[Avant-Première] Roméo et Juliette à la Comédie Française, ou l’idéologie de la virilité

Publié le 07 novembre 2016 par Rémy Boeringer @eltcherillo

Mise en scène par Eric Ruf, la dernière création de Roméo et Juliette, à La Comédie Française, a été diffusé en direct et en avant-première, le 13 octobre 2016, au cinéma. Cette initiative, fruit d’une collaboration entre les Cinémas Pathé et l’illustre institution a le mérite d’amener à tous une culture que d’aucun considérerait élitiste. Force est de constater, de plus, que ce Roméo et Juliette brille par sa modernité, sans versé dans la relecture déplacée, se veut très accessible et bénéficie d’une mise en scène classique et maîtrisée, transposée dans les années 50. Cette tragédie de  William Robert Shakespeare, pourtant édité pour la première fois en 1597, demeure intemporelle.

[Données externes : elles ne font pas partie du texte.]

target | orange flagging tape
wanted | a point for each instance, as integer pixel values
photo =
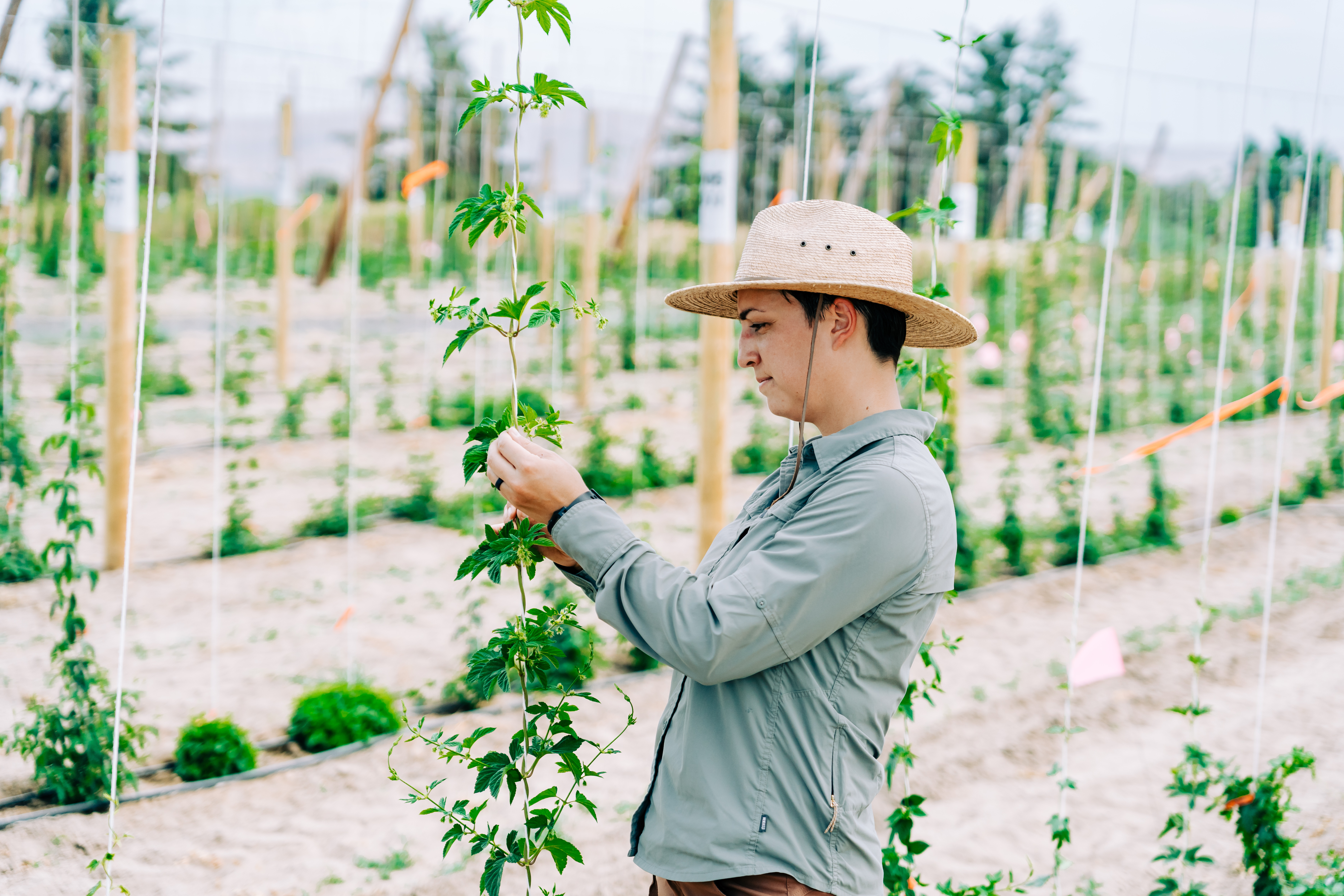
(298, 217)
(345, 617)
(1326, 397)
(1202, 424)
(410, 182)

A Vérone, deux familles nobles s’affrontent sous les fenêtres du Prince Escalus (Michel Favory), les Montaigu et les Capulet. Après cette terrible querelle, le Prince menace de représailles farouches celui des deux maisons qui réitéra des heurts. Roméo (Jérémy Lopez), héritier des Montaigu, est follement épris de Rosaline qui refuse ses avances. Sur l’insistance de Benvolio (Nâzim Boudjenah) et Mercutio (Pierre Louis-Calixte), ces amis, il accepte de participer incognito à une fête que donne les Capulet. C’est alors qu’il découvre la beauté de Juliette (Suliane Brahim), fille de ses ennemis, qui bientôt remplace en son cœur Rosaline, malgré l’interdit qui couve entre les deux familles.

Roméo (Jérémy Lopez), Juliette  (Suliane Brahim) et Pâris (Elliot Jenicot)

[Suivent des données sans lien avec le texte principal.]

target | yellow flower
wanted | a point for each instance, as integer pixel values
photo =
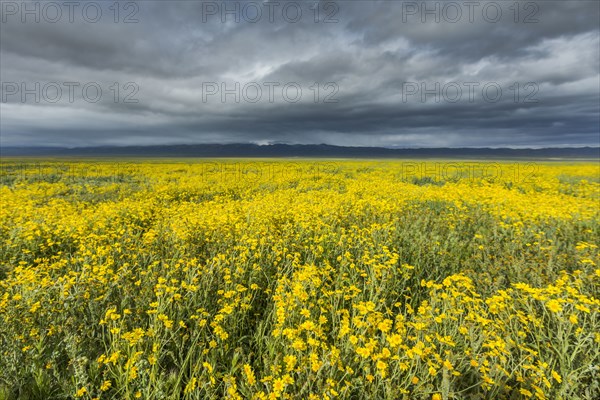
(554, 306)
(556, 376)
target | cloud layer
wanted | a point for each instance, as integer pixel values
(389, 73)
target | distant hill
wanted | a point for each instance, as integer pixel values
(310, 151)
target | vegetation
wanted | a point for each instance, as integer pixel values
(306, 280)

Alternant strict respect du texte shakespearien et, comme le veut l’usage, réécriture succincte des proses, ce Roméo et Juliette s’inscrit volontairement dans une modernité d’écriture que, novices en la matière, on n’attendait pas à la Comédie Française. Ainsi, souvent, lors de chamaillerie entre les protagonistes, et spécialement à l’occasion d’apartés destinées au public, voit-on surgir des traits de langage, notamment des insultes, bien contemporaines. De quoi dépoussiérer l’un des plus grands classiques de la littérature anglaise et parfois, déclencher l’hilarité des plus jeunes dans une salle que l’on qualifiera malheureusement volontiers de grabataire. C’est que, ne l’oublions pas, Roméo et Juliette si tragédie, il en est, est aussi, dans le texte du dramaturge londonien, une franche comédie fourmillante de jeux de mots. Jeux de mots que Ruf n’a pas oublié de mettre en scène. De même, au-delà de la touchante insouciance des jeunes tourtereaux, de leur amour immaculé, le drame qui advient n’est pas tant un ressort tragique qu’une conséquence de la volonté politique de Shakespeare qui, selon les mots de Marc Henri Arfeux « suggère une dimension cachée de l’âme humaine : l’idéologie de la virilité meurtrit les femmes, perd les hommes et dresse des tombeaux là où devraient s’ouvrir les lits du vrai bonheur. » C’est surtout cela qui se joue, et nous laisse saisit. Au-delà de la destinée bien attristante des amoureux, de leur jeunes vies flétries trop tôt par la douleur, ce sont bien les raisons de ce drame qui hante Roméo et Juliette

Roméo (Jérémy Lopez) et Juliette (Suliane Brahim)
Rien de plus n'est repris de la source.